Als ich vor 70 Jahren Priester wurde, ging ich mit der bewussten Absicht in die Arbeit, die Welt besser zu machen. Ich hoffe, dass ich diese Absicht immer bewahrt habe. Wenn ich heute junge Leute höre, habe ich hier und da den Eindruck, dass der Wunsch wieder sehr viel stärker geworden ist, sich vorwiegend am Alten zu orientieren und festzuhalten – im politischen wie auch im kirchlichen Bereich. Das muss man sehen, im Dialog gemeinsam anschauen und einander zu überzeugen versuchen, dass man einen Schritt voranmachen muss.

«Ich glaube daran, dass in der persönlichen Begegnung von Menschen ein Zeugnis weitergeht, welches effektiver ist, als wenn man von oben herab bestimmte Wahrheiten predigt.»

Anton Cadotsch – Spender

Wo sehen Sie Parallelen zur Arbeit der Stiftung Kinderdorf Pestalozzi?

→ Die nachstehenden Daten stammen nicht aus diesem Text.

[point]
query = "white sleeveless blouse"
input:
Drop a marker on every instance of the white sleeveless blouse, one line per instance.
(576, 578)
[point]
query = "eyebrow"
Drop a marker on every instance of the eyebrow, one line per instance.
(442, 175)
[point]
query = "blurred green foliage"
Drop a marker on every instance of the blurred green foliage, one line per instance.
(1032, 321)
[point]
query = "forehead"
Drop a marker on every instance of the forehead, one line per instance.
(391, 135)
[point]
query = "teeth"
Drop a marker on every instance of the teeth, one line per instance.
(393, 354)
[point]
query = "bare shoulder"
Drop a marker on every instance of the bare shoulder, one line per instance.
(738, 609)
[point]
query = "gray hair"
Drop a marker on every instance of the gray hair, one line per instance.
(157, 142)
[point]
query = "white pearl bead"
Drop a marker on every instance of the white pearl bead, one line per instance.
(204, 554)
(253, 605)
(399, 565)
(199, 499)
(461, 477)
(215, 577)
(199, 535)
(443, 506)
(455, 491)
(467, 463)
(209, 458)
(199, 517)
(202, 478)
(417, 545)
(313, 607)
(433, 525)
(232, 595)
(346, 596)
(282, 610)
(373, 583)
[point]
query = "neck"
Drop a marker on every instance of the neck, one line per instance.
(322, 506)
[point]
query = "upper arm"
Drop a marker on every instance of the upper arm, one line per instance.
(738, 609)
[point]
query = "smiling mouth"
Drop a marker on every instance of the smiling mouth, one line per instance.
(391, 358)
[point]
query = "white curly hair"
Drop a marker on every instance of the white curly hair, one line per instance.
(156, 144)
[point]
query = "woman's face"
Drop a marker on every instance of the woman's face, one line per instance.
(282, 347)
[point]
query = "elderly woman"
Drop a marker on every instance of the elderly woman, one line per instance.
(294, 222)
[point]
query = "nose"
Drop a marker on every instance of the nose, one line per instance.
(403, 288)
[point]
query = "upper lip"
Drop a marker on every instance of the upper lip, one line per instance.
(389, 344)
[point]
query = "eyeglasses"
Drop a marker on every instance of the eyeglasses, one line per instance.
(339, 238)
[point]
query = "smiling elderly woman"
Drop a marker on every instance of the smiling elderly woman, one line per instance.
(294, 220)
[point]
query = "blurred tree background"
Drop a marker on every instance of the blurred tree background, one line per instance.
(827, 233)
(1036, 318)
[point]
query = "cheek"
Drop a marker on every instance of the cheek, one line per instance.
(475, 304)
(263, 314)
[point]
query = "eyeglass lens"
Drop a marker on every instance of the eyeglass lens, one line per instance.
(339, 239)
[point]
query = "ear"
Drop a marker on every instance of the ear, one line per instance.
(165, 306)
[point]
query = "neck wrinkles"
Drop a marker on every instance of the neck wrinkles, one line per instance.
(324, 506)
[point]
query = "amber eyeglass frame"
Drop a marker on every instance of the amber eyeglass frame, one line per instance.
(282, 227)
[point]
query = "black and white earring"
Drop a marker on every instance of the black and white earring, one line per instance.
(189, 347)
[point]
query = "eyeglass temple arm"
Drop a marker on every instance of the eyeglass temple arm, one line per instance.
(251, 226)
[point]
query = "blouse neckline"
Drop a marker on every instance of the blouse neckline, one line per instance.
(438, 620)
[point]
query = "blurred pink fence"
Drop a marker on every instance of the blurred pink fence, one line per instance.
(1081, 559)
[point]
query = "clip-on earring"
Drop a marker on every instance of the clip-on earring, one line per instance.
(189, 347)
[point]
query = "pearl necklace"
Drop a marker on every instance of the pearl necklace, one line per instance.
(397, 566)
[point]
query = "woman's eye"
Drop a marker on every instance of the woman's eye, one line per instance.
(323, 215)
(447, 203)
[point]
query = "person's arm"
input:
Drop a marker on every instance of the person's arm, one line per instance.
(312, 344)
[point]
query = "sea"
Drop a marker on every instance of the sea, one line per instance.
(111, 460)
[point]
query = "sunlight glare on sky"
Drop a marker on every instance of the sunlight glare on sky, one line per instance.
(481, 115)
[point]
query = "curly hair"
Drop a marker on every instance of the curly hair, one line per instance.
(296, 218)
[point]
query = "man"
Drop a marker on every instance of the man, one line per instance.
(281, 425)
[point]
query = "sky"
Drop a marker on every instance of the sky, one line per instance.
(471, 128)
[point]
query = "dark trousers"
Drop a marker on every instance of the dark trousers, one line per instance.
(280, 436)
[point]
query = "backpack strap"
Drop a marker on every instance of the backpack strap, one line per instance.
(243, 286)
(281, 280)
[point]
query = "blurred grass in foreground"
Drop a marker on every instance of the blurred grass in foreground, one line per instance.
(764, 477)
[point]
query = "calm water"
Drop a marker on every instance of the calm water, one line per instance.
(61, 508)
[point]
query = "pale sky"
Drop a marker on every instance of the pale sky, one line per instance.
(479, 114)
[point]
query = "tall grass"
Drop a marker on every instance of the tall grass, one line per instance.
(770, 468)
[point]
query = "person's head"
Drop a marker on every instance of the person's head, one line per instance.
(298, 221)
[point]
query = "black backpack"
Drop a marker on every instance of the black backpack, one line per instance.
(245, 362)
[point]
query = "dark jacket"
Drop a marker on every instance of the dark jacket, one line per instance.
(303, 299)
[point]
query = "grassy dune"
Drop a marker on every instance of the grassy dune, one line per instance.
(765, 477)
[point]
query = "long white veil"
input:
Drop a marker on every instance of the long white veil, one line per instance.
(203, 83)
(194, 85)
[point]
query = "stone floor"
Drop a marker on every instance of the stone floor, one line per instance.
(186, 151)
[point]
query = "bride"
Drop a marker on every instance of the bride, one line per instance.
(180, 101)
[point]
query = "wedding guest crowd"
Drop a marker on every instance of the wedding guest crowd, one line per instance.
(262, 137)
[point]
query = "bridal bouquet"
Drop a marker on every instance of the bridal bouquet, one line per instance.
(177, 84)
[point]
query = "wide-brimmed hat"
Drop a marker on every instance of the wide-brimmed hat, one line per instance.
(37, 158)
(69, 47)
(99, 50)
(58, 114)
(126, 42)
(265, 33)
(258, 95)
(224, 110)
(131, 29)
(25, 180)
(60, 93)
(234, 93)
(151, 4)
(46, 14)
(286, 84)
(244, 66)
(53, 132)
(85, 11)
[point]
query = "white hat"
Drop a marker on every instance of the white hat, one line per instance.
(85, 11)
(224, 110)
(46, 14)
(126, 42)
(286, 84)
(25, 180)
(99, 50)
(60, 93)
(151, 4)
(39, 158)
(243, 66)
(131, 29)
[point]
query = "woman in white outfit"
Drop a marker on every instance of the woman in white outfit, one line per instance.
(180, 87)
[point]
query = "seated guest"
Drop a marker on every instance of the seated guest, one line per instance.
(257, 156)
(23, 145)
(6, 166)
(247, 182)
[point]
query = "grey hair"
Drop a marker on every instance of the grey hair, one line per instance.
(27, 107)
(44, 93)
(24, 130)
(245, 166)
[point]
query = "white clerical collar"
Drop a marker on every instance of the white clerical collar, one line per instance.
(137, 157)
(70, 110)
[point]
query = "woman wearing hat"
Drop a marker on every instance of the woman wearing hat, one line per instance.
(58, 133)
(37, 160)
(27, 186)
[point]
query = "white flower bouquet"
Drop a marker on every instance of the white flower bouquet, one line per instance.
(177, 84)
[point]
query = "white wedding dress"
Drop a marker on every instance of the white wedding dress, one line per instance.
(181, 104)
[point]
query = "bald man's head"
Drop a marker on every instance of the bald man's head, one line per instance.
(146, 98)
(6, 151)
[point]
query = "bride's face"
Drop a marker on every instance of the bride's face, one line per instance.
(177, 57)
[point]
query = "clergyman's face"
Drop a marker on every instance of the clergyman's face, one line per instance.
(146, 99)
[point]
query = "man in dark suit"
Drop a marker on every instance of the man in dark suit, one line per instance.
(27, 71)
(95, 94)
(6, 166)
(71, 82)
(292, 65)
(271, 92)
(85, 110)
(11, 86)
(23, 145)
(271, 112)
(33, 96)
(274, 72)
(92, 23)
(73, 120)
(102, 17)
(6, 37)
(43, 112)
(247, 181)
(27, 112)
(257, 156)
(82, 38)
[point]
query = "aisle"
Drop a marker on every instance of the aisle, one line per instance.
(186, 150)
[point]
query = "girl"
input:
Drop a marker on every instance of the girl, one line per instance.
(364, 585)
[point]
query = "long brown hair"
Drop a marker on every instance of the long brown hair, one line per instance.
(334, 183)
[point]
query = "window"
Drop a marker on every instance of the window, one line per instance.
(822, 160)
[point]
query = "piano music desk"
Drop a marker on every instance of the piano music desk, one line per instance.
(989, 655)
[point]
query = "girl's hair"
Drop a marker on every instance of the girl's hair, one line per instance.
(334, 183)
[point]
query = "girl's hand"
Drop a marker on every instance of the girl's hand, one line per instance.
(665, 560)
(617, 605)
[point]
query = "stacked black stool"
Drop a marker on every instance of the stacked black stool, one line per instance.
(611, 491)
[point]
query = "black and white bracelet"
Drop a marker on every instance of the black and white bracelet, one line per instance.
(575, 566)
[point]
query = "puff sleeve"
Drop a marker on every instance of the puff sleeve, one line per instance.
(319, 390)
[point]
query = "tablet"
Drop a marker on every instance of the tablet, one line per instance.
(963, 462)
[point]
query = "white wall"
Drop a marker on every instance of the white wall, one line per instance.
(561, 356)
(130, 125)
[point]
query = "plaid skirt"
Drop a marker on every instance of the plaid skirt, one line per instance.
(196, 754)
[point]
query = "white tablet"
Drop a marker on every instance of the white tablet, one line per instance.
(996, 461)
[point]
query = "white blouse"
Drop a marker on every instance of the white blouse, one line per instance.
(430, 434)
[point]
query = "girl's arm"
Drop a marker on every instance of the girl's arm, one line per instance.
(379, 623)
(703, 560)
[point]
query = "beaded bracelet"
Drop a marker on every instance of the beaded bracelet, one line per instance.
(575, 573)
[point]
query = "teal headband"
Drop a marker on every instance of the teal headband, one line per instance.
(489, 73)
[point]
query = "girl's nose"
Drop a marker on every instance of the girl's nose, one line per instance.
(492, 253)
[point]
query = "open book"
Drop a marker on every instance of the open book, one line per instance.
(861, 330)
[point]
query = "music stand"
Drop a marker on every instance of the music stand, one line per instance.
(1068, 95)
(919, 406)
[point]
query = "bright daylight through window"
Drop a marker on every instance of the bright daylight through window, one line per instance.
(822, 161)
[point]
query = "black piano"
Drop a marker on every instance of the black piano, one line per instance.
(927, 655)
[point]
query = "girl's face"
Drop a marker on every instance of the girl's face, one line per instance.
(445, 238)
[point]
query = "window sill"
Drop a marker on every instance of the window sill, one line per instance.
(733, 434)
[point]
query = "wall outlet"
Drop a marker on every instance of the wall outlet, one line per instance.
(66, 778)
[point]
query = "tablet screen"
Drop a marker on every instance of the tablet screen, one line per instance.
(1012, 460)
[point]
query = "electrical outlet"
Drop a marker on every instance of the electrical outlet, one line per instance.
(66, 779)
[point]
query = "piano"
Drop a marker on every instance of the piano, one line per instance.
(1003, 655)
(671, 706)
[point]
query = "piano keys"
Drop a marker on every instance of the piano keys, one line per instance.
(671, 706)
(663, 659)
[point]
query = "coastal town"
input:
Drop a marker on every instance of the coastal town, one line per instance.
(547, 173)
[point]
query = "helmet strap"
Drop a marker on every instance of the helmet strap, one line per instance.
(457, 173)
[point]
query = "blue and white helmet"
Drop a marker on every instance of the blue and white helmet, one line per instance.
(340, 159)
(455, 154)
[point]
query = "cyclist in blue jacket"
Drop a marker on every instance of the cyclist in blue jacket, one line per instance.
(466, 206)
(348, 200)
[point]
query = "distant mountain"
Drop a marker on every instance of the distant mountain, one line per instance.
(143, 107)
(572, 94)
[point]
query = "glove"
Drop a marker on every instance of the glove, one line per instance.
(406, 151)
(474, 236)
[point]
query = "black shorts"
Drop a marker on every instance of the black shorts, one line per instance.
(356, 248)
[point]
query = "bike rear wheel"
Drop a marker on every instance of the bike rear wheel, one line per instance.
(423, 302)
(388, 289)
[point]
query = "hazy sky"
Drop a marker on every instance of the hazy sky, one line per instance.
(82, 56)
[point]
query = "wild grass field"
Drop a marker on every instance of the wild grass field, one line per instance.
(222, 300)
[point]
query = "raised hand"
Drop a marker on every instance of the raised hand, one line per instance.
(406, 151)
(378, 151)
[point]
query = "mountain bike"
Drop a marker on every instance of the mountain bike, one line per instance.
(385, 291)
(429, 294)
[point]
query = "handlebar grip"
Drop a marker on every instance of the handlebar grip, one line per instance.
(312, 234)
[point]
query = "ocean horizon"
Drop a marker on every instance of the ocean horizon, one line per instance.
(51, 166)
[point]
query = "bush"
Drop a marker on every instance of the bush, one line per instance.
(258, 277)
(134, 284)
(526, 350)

Ich glaube daran, dass in der persönlichen Begegnung von Menschen ein Zeugnis weitergeht, welches effektiver ist, als wenn man von oben herab bestimmte Wahrheiten predigt. Auf die Frage, was die Kirche dazu sagen würde, habe ich in der Schule zu antworten gepflegt: «Ich werde es euch schon sagen, aber zuerst wollen wir untereinander überlegen, was wir als Christen dazu sagen, ihr als Junge und ich als Religionslehrer.» Wenn man von Beginn weg damit kommt, was die Kirche als Lehre verkündet, entsteht eine Abwehrhaltung, die sehr oft genau zum Gegenteil führt. Und ich denke, dass das auch der Weg ist, den das Kinderdorf mit den Austauschprogrammen beschreitet. Junge Leute verschiedener Kulturen und Nationen erleben eine Zeit lang eine Gemeinschaft. Daran werden sie sich später zurückerinnern und in der Realität ihres Erwachsenenlebens ebensolche Gemeinschaften zu leben versuchen.

Was wünschen Sie sich für die Zukunft des Kinderdorfes?

Ich habe den Eindruck, dass die Stiftung auf einem sehr guten Weg ist. Einem Weg, welcher zukunftsträchtig und erfolgversprechend ist – jedoch nicht so, dass man dies kurzfristig wird feststellen können. Es wird ein langwieriger Prozess sein.